Mostly, Siegell’s exploring the world as he does best: through the intellection of language. In “We’ve Come for Your Birth of Wordplay,” Siegell writes: “Leaks happened when sounds happened when it was hard to see. When others uttered the purpose of sound that I was made, I made the yes of sound. Strange and then OK when someone else said yes to the sound that I was made because I listened enough to know what that sound was mine, but also his and shared.” The odd, jumbling focus of this poem represents one of Siegell’s greatest strengths: to take an image, idea, or logical premise for language, and alter it just slightly enough to make it completely revitalized. In this case, there is the epiphany of shared language.
In another case, in “We’ve Come for Your Blood Test Results,” the quirk is the imagery: “On the bridge, the birdgirl waits with a weight in her ribcage. Symbolically, a sailor and his sweetheart. A sparrow pecking at a cigarette. A sparrow pecking at salt for snow.” Juxtapositions reach maximal surrealistic effect. Images become layers that mask their core as the poems continue. There is hiding, revealing, fantastical moments. Just as one truth is revealed, another truth is added, releasing or solidifying that which came first.
Thankfully, Siegell in his brilliant tongue doesn’t hide behind the flash of the absurd and the language for the sake of language. Instead, there are moments of the political, the social, the equitable, and the yearn for an understanding of the spectra that life affords. In these ways, Siegell is an empathetic poet. His humor is laced with a profound stretch towards the underlying meaning of and from others. “After sucking his nails to taste the dirt from underneath, a homeless man tics, ‘It doesn’t it don’t most matter if I know the news or not.’” (from “We’ve Come for Your Veterans Affairs.”)
Ultimately, that sense of vision must be balanced by the humorous musings of the poet. Siegell often creates situations in his poems that form an ars poetica, a device as inward as possible. The wording may come off as objective, or displaced, but commentary on the artistic process is present and arousingly personal, as in “We’ve Come for Your Unfathomable Fact”: “When he came to, the artist to a blank canvas raced and, as if an ominous grand piano silencing a star, he ferociously blackened everything out.” This poem, like many others in the book, is a dense offering from a poet whose youthful energy is matched by a mature introspection.

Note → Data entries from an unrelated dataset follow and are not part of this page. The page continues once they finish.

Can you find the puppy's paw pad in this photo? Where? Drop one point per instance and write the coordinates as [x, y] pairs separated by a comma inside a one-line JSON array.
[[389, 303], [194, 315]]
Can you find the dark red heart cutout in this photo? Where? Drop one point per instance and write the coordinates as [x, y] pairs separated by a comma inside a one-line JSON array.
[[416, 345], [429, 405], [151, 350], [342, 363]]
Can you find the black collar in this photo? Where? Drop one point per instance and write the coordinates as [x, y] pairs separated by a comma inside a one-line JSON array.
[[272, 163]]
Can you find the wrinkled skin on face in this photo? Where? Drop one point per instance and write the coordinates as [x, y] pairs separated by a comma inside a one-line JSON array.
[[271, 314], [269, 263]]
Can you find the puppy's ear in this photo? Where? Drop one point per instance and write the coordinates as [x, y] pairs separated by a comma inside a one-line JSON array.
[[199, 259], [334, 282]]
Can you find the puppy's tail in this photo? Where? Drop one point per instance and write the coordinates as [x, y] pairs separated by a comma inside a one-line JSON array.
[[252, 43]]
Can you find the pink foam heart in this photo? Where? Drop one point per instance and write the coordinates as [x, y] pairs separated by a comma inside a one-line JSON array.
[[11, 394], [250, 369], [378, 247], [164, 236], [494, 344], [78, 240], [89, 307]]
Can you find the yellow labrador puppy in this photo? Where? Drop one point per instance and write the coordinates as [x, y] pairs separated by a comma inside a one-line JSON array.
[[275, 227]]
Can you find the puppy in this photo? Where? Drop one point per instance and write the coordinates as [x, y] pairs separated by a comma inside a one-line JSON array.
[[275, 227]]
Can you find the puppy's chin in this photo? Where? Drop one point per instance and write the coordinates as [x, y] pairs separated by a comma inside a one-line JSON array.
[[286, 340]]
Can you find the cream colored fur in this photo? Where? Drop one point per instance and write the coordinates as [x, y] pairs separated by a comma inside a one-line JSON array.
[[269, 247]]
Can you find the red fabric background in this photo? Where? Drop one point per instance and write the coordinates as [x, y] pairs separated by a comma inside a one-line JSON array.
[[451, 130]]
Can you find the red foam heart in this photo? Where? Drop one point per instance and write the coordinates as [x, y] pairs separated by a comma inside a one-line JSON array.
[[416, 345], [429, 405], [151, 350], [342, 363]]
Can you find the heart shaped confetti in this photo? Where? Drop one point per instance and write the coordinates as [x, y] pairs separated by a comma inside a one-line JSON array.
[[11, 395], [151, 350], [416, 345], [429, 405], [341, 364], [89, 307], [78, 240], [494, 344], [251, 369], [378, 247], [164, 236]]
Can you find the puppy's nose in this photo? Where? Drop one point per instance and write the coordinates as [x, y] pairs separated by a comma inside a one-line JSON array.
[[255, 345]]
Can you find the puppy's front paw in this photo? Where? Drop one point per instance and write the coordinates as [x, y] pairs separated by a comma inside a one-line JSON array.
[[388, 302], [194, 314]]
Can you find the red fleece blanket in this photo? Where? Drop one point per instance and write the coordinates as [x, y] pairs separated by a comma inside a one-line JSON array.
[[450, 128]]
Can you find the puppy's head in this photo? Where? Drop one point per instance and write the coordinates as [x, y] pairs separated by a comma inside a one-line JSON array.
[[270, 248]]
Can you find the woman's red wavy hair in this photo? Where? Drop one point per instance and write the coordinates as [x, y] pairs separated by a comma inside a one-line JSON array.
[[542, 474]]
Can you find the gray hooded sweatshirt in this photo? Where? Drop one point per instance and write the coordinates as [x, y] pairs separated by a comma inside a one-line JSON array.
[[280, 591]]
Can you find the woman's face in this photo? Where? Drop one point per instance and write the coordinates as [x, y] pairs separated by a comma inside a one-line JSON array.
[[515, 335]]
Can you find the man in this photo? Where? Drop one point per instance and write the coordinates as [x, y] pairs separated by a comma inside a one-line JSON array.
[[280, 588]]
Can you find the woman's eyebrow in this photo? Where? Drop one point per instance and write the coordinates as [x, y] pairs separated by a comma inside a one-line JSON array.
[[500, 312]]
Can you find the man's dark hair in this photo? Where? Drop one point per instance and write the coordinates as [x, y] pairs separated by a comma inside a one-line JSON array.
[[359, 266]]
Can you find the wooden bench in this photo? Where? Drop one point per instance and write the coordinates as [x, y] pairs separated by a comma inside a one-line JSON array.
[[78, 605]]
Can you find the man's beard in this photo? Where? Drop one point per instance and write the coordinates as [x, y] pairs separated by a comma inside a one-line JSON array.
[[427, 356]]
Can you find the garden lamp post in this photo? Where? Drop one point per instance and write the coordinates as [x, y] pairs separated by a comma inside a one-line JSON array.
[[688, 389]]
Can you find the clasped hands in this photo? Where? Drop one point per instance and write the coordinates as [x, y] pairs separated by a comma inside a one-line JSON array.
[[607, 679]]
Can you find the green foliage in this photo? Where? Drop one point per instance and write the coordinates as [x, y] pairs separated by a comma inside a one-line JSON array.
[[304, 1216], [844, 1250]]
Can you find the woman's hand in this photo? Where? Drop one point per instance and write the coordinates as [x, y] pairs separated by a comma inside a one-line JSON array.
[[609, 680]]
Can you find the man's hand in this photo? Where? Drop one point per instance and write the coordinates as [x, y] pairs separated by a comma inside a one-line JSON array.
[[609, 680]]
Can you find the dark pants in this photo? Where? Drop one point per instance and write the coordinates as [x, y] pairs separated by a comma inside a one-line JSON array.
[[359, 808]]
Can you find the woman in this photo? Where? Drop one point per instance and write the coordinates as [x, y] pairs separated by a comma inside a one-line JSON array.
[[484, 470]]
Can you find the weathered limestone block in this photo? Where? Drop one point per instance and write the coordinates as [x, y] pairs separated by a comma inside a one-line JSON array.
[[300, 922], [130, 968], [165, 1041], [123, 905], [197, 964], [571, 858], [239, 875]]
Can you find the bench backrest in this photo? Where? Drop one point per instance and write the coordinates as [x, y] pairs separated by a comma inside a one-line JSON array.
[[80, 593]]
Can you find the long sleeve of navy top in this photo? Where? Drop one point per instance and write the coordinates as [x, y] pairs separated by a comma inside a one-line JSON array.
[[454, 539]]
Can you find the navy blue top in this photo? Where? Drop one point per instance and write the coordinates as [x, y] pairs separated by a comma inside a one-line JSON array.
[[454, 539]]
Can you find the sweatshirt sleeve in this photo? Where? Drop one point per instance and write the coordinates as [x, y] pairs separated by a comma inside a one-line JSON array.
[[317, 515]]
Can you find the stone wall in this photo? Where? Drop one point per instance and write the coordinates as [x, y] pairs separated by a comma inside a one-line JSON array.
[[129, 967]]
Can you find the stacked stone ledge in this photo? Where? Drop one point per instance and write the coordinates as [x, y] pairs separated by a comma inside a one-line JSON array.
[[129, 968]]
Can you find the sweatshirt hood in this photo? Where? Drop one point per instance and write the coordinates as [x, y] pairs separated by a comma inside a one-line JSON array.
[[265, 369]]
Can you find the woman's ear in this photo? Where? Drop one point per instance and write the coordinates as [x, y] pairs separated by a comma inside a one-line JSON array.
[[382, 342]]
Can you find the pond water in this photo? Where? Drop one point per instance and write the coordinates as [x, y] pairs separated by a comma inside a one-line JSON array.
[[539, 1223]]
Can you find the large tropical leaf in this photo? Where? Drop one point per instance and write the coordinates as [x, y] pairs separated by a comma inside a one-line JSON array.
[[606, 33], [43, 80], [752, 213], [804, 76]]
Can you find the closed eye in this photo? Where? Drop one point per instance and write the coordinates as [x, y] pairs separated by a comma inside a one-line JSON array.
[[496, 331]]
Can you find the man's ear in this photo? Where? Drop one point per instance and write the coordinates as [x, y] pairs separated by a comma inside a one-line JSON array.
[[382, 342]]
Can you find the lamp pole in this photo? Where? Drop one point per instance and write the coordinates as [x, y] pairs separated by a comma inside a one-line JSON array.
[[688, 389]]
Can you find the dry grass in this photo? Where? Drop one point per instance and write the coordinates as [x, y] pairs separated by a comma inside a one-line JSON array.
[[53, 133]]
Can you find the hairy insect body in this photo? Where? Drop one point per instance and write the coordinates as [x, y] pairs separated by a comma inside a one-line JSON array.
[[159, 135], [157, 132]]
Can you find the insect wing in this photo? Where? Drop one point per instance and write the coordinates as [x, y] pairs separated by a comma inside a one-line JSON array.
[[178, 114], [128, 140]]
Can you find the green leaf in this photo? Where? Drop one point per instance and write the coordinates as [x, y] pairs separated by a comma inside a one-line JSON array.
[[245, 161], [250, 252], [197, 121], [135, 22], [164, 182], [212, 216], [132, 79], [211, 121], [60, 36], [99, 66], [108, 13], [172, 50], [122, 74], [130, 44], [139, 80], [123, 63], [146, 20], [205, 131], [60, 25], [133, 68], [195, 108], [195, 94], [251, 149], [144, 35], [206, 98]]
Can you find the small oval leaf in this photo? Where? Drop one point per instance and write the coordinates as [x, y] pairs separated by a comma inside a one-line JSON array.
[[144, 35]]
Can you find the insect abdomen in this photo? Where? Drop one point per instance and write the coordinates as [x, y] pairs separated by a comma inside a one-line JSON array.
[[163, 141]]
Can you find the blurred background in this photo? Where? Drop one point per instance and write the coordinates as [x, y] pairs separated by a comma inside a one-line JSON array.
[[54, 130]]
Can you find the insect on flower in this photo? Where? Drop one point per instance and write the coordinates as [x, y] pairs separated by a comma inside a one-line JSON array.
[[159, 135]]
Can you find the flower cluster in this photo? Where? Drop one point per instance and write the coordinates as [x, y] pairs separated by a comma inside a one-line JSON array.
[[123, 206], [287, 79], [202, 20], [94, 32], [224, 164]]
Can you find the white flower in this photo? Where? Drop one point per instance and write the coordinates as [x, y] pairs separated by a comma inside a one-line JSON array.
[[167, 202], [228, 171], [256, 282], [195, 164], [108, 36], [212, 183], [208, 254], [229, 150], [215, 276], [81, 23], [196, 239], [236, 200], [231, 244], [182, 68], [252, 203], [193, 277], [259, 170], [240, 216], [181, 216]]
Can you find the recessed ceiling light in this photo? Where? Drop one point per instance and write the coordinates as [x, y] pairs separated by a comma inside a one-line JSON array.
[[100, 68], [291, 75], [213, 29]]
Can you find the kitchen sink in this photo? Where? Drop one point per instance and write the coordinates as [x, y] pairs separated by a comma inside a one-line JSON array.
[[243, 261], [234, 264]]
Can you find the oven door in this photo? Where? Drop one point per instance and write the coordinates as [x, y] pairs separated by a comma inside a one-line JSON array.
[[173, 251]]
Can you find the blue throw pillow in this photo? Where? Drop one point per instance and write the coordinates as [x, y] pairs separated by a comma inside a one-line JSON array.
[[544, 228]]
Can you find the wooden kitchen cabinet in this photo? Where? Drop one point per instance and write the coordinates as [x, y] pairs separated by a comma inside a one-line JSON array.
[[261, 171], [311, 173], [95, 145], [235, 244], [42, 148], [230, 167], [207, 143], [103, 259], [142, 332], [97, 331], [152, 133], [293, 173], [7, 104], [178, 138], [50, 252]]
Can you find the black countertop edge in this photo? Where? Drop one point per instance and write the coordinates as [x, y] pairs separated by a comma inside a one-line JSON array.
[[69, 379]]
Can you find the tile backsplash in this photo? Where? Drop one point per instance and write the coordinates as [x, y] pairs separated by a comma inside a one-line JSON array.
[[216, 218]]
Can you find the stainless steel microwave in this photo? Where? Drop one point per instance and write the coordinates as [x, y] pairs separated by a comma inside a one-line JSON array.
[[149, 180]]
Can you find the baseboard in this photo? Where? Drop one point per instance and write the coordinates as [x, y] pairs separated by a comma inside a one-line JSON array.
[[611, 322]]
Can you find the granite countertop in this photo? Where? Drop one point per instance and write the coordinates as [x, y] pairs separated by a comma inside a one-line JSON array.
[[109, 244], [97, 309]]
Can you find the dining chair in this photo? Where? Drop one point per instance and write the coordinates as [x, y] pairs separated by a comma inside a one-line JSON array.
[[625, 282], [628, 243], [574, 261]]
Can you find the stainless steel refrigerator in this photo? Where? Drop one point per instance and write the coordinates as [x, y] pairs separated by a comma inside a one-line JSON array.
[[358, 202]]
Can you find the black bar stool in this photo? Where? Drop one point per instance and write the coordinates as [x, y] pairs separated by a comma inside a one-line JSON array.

Whether you have encountered Siegell’s works in the past or this is your first exploration, Take Out Delivery is a rewarding collection of poems of two very different formulas that amount to an enjoyable experience. As poetry of the 21st Century, it fits right in with the soft jabs and quick mesmerizations of our digitally-dependent lives. As poetry of Philadelphia, it emulates the livelihood of a broad swath of humanity. As poetry of the heart, it laughs and emphatically pushes things forward.